The Daily Mirror reports on a group of about 300 households who are already enjoying an alternative TV schedule, some seven weeks before commercial television is due to start. These are viewers in Dover (Kent) where French television is received through the local Rediffusion company which converts the broadcasts from the French standard before piping it to a number of local subscribers.

Clifford Davis’ “On The Airwaves” column notes the two million listeners lost by BBC radio in the last three years and laments the reaction from the BBC’s Director-General Sir Ian Jacob. Is it bigger and better TV programmes?

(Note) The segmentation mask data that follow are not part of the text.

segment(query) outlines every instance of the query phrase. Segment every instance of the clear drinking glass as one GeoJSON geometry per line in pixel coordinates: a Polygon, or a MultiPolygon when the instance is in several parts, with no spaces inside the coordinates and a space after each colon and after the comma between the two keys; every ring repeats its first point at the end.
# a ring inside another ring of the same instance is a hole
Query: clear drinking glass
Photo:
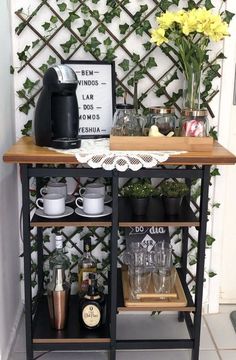
{"type": "Polygon", "coordinates": [[[147,293],[151,281],[151,272],[145,266],[129,266],[129,285],[134,299],[137,294],[147,293]]]}
{"type": "Polygon", "coordinates": [[[157,270],[153,272],[153,285],[158,294],[170,294],[174,291],[176,271],[174,267],[170,270],[157,270]]]}
{"type": "Polygon", "coordinates": [[[170,270],[172,267],[172,246],[166,241],[158,241],[155,245],[157,269],[170,270]]]}

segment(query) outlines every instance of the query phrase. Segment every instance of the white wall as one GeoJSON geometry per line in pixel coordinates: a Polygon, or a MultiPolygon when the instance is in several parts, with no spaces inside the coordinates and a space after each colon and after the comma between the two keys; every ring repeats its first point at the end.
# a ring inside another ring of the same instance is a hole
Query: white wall
{"type": "Polygon", "coordinates": [[[17,169],[2,154],[15,142],[10,1],[0,1],[0,360],[7,359],[22,310],[19,281],[17,169]]]}

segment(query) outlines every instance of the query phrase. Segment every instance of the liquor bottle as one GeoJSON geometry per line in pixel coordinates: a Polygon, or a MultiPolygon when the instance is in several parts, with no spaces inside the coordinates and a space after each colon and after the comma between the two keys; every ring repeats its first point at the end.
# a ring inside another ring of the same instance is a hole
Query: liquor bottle
{"type": "Polygon", "coordinates": [[[53,279],[55,268],[63,268],[66,281],[70,282],[70,260],[63,252],[63,236],[61,234],[56,234],[55,251],[49,258],[50,281],[53,279]]]}
{"type": "Polygon", "coordinates": [[[91,239],[90,237],[85,237],[83,256],[78,261],[78,290],[80,295],[88,291],[89,274],[96,271],[97,262],[91,254],[91,239]]]}
{"type": "Polygon", "coordinates": [[[96,329],[105,323],[105,297],[98,291],[95,273],[89,274],[88,291],[80,300],[79,318],[80,324],[87,329],[96,329]]]}

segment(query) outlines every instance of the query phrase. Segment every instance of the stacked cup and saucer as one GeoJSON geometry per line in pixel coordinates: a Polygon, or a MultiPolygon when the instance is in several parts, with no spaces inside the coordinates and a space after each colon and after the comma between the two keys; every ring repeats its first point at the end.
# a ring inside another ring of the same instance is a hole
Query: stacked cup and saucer
{"type": "Polygon", "coordinates": [[[79,190],[80,197],[76,198],[75,213],[84,217],[103,217],[112,213],[112,208],[106,203],[112,198],[106,195],[105,185],[100,183],[88,184],[79,190]]]}
{"type": "Polygon", "coordinates": [[[42,197],[36,200],[36,215],[56,219],[73,214],[74,209],[66,204],[73,202],[75,197],[67,194],[66,183],[49,181],[40,189],[40,194],[42,197]]]}

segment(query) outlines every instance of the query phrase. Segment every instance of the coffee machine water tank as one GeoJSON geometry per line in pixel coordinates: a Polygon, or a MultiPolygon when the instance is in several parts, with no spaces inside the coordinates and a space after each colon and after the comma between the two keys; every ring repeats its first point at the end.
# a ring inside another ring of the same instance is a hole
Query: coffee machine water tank
{"type": "Polygon", "coordinates": [[[58,149],[80,147],[77,76],[67,65],[49,68],[34,118],[35,143],[58,149]]]}

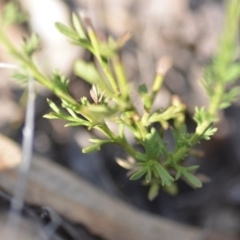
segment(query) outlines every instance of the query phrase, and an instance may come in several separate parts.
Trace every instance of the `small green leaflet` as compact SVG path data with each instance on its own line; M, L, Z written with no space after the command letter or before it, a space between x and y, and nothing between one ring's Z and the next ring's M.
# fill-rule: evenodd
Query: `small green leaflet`
M233 102L235 102L240 96L240 87L234 87L229 91L226 91L223 95L223 99L220 103L219 108L224 109L229 107Z
M141 100L145 106L146 109L150 109L151 107L151 99L148 95L148 89L147 89L147 86L146 84L141 84L139 87L138 87L138 93L141 97Z
M215 115L209 114L204 107L195 107L194 121L200 125L205 121L216 122L218 118Z
M100 147L101 145L95 143L95 144L92 144L90 146L87 146L85 148L82 149L82 152L83 153L92 153L92 152L96 152L96 151L99 151L101 149Z
M72 14L72 22L73 22L73 26L74 26L76 32L78 33L80 39L87 39L87 36L86 36L85 30L82 26L82 23L80 22L78 16L75 13Z
M183 177L190 185L196 188L202 187L202 182L195 177L190 171L194 171L197 169L198 166L191 166L191 167L181 167L175 166L177 170L177 174L175 176L175 180L178 180L180 177Z
M43 117L47 118L47 119L60 119L61 118L61 116L55 112L45 114L45 115L43 115Z
M161 178L162 185L170 186L174 181L174 178L167 172L167 170L159 163L154 164L154 168L156 169L159 177Z
M210 140L210 137L217 132L217 128L209 127L201 136L205 140Z
M102 140L97 138L89 139L89 141L92 142L93 144L83 148L82 149L83 153L91 153L91 152L99 151L102 145L113 142L113 140Z
M196 187L196 188L202 187L202 182L197 177L195 177L193 174L189 173L188 171L183 171L182 175L194 187Z
M146 182L150 182L152 180L152 171L150 168L147 169L147 174L146 174Z
M131 177L130 180L138 180L147 172L147 167L141 168L137 172L135 172Z
M58 86L61 87L61 89L67 91L67 87L69 84L69 79L67 79L63 74L60 73L59 70L55 70L52 73L51 80Z
M87 121L78 121L78 122L70 122L64 125L64 127L77 127L77 126L89 126L90 123Z
M65 36L74 40L79 39L78 33L75 30L71 29L70 27L59 22L55 23L55 27L58 29L59 32L61 32Z
M208 113L204 107L195 107L195 115L193 119L197 124L201 124L206 119L207 114Z
M139 160L139 161L143 161L143 162L146 162L148 160L147 156L143 153L140 153L140 152L136 153L136 159Z
M101 90L104 91L109 97L113 96L108 84L105 82L93 63L87 63L85 61L78 60L75 62L74 72L86 82L99 86Z
M49 107L57 114L61 114L61 110L59 109L59 107L52 101L50 100L49 98L47 98L47 102L48 102L48 105Z
M20 85L25 87L30 79L30 76L27 72L14 71L12 74L12 78L15 81L17 81Z
M163 148L165 147L163 140L156 131L155 128L151 129L151 132L147 134L146 139L143 142L148 159L158 159Z
M151 185L149 191L148 191L148 199L152 201L154 198L157 197L158 192L159 192L159 185L154 183Z
M11 25L11 24L20 24L28 20L28 15L25 12L22 12L16 2L9 2L4 6L2 11L2 24Z
M225 80L227 82L234 82L237 78L240 77L240 64L232 64L226 71Z
M30 38L24 39L24 44L23 44L23 50L28 55L31 57L33 53L38 49L39 47L39 37L37 34L32 34Z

Is it priority for TV over radio? “Not a bit,” he says quoting from the BBC’s Annual Report, published last week: “Sound radio remains the major service”.

Davis points out that £5,043,908 is handed over to television while nearly twice as much – a hefty £10,018,799 – goes to sound radio, and he suggests that’s why we “have to put up with such tatty variety and plays like that piffling effort they gave us on Sunday.”

Davis also reveals that Joanna Kilmartin’s path to being a panel regular on Who Said That? was smoothed by novelist Marghanita Laski who put in a word on her behalf with the result that two BBC producers came a-calling. She was rung back by one of them with the message, “the job’s yours,” though apparently she had no idea what that job was going to be.